Subbulakshmi with her husband Pradeep Rana

Born into a Tamil Brahmin family and with father in the Army, Subbulakshmi had the advantage of touring the country with her family. After the family decided to make Hyderabad their home and with her urge towards something creative, her parents fully backed her then and today her better-half Pradeep Kumar Rana fully supports her in all her endeavours. Since the day, she established her dance school the response has been good, she says. When questioned if not Bharatanatyam, what would she have learnt, she quickly says: “Martial arts or Chhau.” 

Subbu feels that the mindset of parents must change. “Some of them put their kids into the art form, but pull them back once the children are in Class X. They feel that the dance can’t take their wards anywhere. In fact, children take a break from studies and that break can be for dance which will energise them and I have seen that effect on some of my students also. My advice to parents is, don’t pull out your children from dance for Boards,” says the Guru. 

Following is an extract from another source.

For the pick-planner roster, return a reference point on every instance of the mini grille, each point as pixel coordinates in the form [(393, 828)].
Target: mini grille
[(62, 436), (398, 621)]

Dance Presents Heritage: The artist also points out that getting sponsors for a dance event is difficult. “Dance is nothing but presenting our rich cultural heritage in a different format. The Government and Corporates should sponsor cultural events, so as to protect our rich cultural heritage,” she says. A dance teacher for the senior and middle school students at Hyderabad Public School Begumpet, Subbulakshmi is also a story-teller.

Subbulakshmi at a storytelling session

Currently, she is conducting a two-hour story telling session at CCRT as part of summer hobbies. Speaking passionately about the story-telling session, Subbu says: “We categorise each story. A Panchatantra story can be told differently/expressed every time. The children are taught about how to narrate a story, parts of the story, the five Ws, creativity and so on. I may narrate the story in English, but children from the less privileged sections also catch up and retell the story in Telugu with hand gestures and facial expressions,” she says.

For story-telling, her favourite authors include Sudha Murthy, RK Narayan and Harry Potter to name a few. She also talks about Gandhiji’s writings as it is an expression of truth. Before signing off, the dancer says: “Not only my two daughters Laasya and Sasya are learning dance under me, but my brother Chidambaram too loves Arts. My brother who was on a cycling tour sometime back, called me up in the middle of night to share a Yakshagana performance in a remote village in Karnataka.”